VII. Pragmatic Reading
Scarcity and Value
It is well understood that in economies large
and small extending to the personal scarcity increases value.
When applied to film, it is evident that the ordinary or typical may be
experienced as documentary. Film texts that successfully engage the
spectator provide opportunities to look at persons, actions, locations
or objects to which access is ordinarily restricted. When ordinary
or mundane elements are present, contact with scarce attributes is contrived
by such elements as distinctive mise-en-scene, cinematography, acting or
narrative contingencies. Over time, the novelty and scarcity of the
cinematic experience has been progressively eroded to the point that film
and popular culture now interact in intertextual ways. In popular
culture, the domain of the truly novel has progressively shrunk.
Postmodern eclecticism and globalization bring viewers increasingly into
contact with the popular entertainment products of other cultures.
Their momentary unfamiliarity and relative scarcity may establish value
as sub-cultural phenomena perhaps before ultimately being assimilated
as full intercultural products.
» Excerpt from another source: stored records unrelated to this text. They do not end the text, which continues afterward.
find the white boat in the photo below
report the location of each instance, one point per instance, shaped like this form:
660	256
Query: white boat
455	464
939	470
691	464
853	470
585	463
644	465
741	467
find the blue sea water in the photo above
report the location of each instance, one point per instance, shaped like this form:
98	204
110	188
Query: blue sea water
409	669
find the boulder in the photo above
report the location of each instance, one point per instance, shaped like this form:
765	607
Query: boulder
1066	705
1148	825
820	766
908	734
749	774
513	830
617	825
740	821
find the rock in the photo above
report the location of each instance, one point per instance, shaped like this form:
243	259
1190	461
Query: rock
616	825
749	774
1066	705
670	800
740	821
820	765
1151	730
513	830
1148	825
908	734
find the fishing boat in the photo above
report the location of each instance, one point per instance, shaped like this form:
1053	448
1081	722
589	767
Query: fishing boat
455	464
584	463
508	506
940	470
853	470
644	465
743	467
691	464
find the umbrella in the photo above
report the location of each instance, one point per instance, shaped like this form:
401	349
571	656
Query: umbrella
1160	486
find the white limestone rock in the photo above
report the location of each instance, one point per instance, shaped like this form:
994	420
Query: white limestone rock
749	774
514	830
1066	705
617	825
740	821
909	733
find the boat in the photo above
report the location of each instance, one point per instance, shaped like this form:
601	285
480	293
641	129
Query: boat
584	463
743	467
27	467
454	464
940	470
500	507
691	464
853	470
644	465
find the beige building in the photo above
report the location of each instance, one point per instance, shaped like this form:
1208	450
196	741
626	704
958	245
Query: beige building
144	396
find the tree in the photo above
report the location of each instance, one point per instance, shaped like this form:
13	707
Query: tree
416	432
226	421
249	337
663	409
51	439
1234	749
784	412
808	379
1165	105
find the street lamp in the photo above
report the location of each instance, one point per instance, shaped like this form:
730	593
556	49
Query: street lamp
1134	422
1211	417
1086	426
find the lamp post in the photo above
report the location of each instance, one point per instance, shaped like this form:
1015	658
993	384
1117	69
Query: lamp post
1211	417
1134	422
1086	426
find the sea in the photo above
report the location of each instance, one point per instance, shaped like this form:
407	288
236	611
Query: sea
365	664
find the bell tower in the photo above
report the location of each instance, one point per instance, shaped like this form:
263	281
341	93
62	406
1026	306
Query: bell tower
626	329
Accordingly, the rise in viewership
of HK films among a sub-culture of Western viewers may be regarded as both
postmodern eclecticism and a logical extension of the search of novelty,
scarcity and the unfamiliar.
Certain other scarce attributes enhance value.
Physically attractive people are statistically uncommon, hence the opportunity
to look at them on screen is rewarding. Performance excellence (in
all the arts) has scarcity value. For aficionados of action genres,
HK films offer the additional scarce attribute of verisimilitude.
Martial artists and stunt players perform with an intensity seldom seen
beyond these genre films, generating comparable excitement, and female
performers may be cast in such roles. By ignoring conventions of
femininity these films may actually heighten attention to this (Note
4). Finally, HK films offer the
Western viewer distinctive opportunities to negotiate readings of action
texts in markedly different ways than dominant Hollywood conventions allow.
In HK film heroes do not always triumph, and patriarchal power or even
conventions of narrative continuity may be overturned in a carnivalesque
exegesis. Familiar conventions of taste often do not apply.
Once again, that which is unusual may accumulate scarcity value defined
relative to dominant conventions of the domestic entertainment culture.
One consequence is that certain HK films may acquire
a cult status in Western markets while perhaps not being as highly regarded
in their home market. Another likely consequence is that the preferences
of experienced HK film viewers in Western markets can be expected to evolve.
With increased familiarity and exposure, other filmic attributes may be
seen as having scarcity value, and viewers may find themselves once more
drawn toward instances of fine acting or cinematography. Such dynamic,
relativistic factors that establish preference and drive its trajectory
have very little to do with either cultural or gender identification.